Overall, and similar to many other disaster prone regions, the dissolving health infrastructure and worsening working conditions subsequent to catastrophic events adversely disturb rehabilitation workforce and financial supply chains. Supply-side challenges would be present in any disaster setting, but the imbalanced effects become ever more pronounced in austere environments that generally have weaker rehabilitation infrastructures such as those found in low- and middle-income countries.
A way forward: health and rehabilitation system strengthen
The imbalance that existed between supply and need for rehabilitation services has become intensified in Lebanon by the combined effect of the pandemic and the blast, and there is a clear need to build back better, or build forward stronger. The United States Agency for International Development offers a policy playbook for health system strengthening (HSS) based on key strategic outcomes of financial protection, essential services, population coverage, and responsiveness. These elements are critical and require a great deal of commitment among stakeholders to create a balance recovery scorecard. However, and despite the Rehabilitation 2030 framework which advocates rehabilitation capacity development within health system strengthening, the reality is that rehabilitation is rarely a significant component of HSS.

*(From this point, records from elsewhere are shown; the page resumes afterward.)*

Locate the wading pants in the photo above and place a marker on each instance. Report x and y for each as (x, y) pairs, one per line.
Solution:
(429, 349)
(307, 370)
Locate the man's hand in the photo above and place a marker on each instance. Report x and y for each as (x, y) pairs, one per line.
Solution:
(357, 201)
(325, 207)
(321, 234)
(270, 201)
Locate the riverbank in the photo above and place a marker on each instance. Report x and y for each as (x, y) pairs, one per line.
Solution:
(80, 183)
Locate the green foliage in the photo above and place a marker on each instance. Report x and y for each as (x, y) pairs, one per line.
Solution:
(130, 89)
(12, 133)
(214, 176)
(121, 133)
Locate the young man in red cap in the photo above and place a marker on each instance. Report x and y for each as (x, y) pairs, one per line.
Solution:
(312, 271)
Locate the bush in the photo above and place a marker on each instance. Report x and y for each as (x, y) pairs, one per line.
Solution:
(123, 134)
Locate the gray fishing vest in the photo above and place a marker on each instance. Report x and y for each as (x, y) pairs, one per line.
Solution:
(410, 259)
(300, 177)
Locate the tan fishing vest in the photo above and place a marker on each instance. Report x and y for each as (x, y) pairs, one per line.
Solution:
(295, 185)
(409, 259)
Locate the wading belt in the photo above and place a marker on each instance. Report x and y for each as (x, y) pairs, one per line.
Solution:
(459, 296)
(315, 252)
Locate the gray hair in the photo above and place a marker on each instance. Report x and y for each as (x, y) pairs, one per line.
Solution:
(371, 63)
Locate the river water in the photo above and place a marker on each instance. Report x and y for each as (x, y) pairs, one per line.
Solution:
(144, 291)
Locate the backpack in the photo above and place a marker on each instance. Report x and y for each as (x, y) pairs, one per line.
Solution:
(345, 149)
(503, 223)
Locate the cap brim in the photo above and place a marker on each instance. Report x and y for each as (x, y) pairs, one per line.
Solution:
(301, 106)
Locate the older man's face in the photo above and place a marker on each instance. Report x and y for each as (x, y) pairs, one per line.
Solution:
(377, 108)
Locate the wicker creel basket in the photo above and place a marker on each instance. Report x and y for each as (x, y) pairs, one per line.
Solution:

On the other hand, sudden-onset disasters can provoke evolution, if not full revolution, within health system redesign. Hence, the Lebanese rehabilitation community must continue alongside the efforts of national and international humanitarian actors to meet the rehabilitative needs, but must simultaneously advocate for greater capacity building in the rehabilitations sector to address long-term needs after the blast. One specific reform consideration could be the sustainable implementation of technological solutions to scale rehabilitation delivery, such as telerehabilitation, to amplify rehabilitation efforts. However, doing so will require an innovation framework that challenges well-established hierarchies and status quo. In the case of postblast Lebanon, or any other challenged or austere setting, scalable interventions that move toward population health and function are needed if the fast-growing rehabilitation needs are to be met with the reality of dwindling supply.
We signal the need for greater disruptive and innovative supply-side innovations to close the rehabilitation gap. After the second global Rehabilitation 2030 meeting, Heinemann et al. stated “Together, we can fulfill a responsibility to enhance population health including enhanced function.” We fully support their assertion, and suggest that for such outcomes to become reality in postdisaster settings, there is an elemental need to amplify and more fully include rehabilitation in the context of traditional health system strengthening. Alternatively, if rehabilitation services redesign remains on the fringe of HSS, we are likely to bear witness to a growing chasm between need and supply for rehabilitation in Lebanon and other fragile environments.
Explosion; Disasters; Rehabilitation; Supply and demand.